There are many categories where Grand Forks is behind the other two MSAs though it clearly is a leader in some, at least at the average. Now I usually say it on the radio so I should write it here: the totality of the distribution really matters. Averages can hide important distinctions, especially in a situation like this. For that reason I also created graphs with the 10th and the 90th percentiles for wages across these categories to see if anything interesting came out of the low end of the distribution or the high end.

At the low end of the hourly wage distribution it does not appear that Grand Forks is really that much more competitive. Some of the categories are actually more spread out than the average which I why I mention the complete distribution as an important factor. I will highlight one though, the “production occupations” category. Grand Forks was middle of the pack for the average, but is the highest of the three on the low end of the scale. That is interesting for a few reasons. We can infer for some of these categories that lower end of the pay scale (the 10th percentile) is highly correlated with a newer hire or less experience. Grand Forks seems to be paying better in some of those occupations than the other MSAs, but that does not persist into the 90th percentile.

At the higher end of the hourly wage scale we see Grand Forks underperforming the rival MSAs in many categories, even those it was leading at the average or the 10th percentile.

At some level the numbers speak for themselves and we need to let them. The fact is the data seem to hold up with the perception of many of the texters and callers over the years. What these data do not tell us right now is a way forward. For starters, you do not want to be known as a “low-wage” community. That is the perception around Grand Forks but the data tell a different story in some pretty nice sectors to emphasize. The brief “deeper dive” here presents some other questions. Higher pay at the low end of the distribution with lower pay at the high end of the distribution suggests a need for context or more data. Are there fewer high paid people running a firm and a constant flow of inexperienced people coming in, learning the ropes of the job, and then moving on?
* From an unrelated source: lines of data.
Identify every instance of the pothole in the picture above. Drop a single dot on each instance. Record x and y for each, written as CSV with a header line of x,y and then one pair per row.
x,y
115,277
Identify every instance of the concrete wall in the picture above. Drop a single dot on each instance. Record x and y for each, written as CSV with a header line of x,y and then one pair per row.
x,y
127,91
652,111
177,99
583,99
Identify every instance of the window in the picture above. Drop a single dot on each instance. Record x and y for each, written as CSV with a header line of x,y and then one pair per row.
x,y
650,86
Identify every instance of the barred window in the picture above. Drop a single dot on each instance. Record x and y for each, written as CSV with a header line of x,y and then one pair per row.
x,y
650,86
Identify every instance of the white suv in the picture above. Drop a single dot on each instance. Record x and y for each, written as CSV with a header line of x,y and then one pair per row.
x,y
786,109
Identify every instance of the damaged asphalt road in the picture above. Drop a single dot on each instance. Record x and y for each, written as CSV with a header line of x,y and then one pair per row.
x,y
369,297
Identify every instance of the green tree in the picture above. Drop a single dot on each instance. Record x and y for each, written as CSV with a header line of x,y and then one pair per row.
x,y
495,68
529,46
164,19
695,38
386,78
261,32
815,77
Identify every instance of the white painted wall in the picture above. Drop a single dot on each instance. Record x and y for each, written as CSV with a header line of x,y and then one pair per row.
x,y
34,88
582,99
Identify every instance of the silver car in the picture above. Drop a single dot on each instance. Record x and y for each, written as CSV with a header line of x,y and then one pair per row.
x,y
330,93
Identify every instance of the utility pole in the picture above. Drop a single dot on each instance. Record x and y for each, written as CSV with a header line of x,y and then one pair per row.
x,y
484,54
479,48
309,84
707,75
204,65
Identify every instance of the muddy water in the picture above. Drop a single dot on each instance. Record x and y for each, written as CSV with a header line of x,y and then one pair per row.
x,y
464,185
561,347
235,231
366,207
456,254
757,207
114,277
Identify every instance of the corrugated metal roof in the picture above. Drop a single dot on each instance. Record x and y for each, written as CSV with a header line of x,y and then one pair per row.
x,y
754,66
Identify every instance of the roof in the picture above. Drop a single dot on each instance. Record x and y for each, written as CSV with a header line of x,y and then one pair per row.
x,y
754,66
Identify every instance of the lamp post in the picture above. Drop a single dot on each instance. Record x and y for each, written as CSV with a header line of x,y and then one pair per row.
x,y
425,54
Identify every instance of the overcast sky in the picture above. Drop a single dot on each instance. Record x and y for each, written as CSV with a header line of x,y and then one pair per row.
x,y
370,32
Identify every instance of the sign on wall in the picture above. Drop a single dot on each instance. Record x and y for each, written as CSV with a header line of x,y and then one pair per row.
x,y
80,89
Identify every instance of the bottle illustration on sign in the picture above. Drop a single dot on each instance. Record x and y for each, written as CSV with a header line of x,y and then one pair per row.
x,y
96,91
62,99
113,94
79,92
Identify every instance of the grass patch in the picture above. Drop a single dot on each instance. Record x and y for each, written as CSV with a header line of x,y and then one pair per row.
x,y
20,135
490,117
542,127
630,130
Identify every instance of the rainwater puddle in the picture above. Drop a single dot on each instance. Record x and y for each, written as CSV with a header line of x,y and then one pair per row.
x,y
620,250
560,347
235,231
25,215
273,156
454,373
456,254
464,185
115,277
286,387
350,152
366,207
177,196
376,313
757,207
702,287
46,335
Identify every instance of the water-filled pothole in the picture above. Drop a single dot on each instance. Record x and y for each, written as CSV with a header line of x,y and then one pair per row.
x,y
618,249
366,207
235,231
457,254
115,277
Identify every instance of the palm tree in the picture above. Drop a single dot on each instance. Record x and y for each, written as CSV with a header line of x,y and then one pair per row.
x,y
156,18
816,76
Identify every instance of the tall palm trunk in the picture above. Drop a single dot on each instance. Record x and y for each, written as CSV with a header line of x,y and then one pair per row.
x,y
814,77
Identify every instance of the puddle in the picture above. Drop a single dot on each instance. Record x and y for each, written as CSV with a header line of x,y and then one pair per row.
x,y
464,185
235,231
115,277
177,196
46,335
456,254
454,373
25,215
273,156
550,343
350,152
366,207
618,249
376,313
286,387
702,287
That is not a bad thing for a community in many ways, if that is actually what is happening. There are clear drawbacks though, as people expect to leave within a shorter time span there may be little interest in community issues, family formation, and other activities that are also part of a healthy, vibrant city.
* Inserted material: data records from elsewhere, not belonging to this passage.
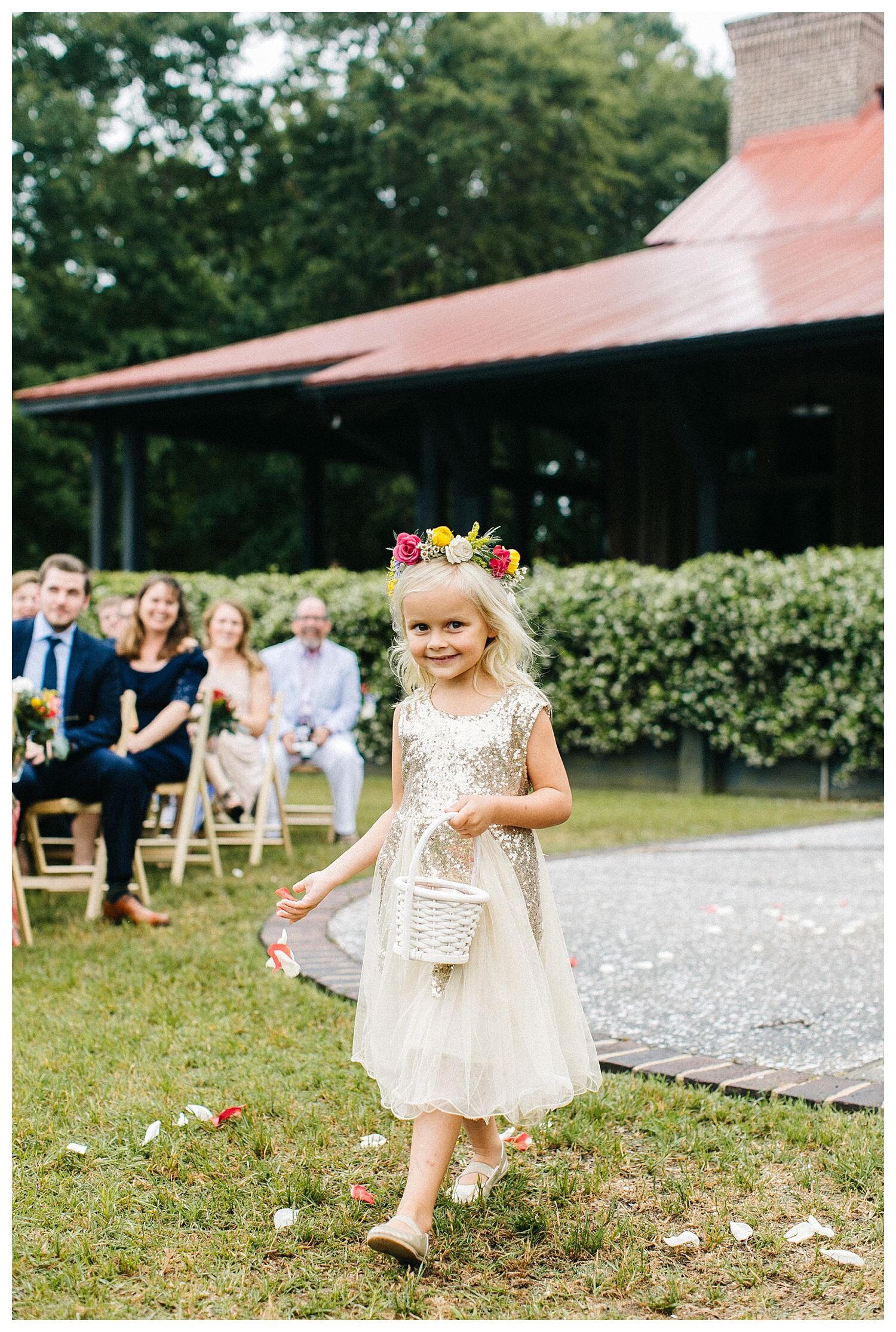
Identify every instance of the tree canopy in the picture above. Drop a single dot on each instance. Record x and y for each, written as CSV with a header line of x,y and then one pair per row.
x,y
170,199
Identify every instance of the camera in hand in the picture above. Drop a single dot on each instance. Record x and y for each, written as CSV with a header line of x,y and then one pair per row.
x,y
305,746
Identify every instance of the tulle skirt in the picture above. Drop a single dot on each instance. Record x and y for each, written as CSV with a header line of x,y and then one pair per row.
x,y
502,1034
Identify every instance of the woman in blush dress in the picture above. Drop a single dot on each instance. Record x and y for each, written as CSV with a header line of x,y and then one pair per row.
x,y
235,763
These were just the major categories from the BLS wage data. There are a host of smaller occupation breakouts we can look at for the purposes of comparison. Wages are a good start in terms of a data-informed discussion, but we also need to know about the businesses themselves. What would be want to know? What is the nature of the production process and labor plan followed by the businesses? What is the level of profitability for the business, with particular insights into the current profit margin? These two things would give policy authorities important greater insights into the feasible set of options. That of course and maybe an answer to the question, “What is Grand Forks?” But that is another post.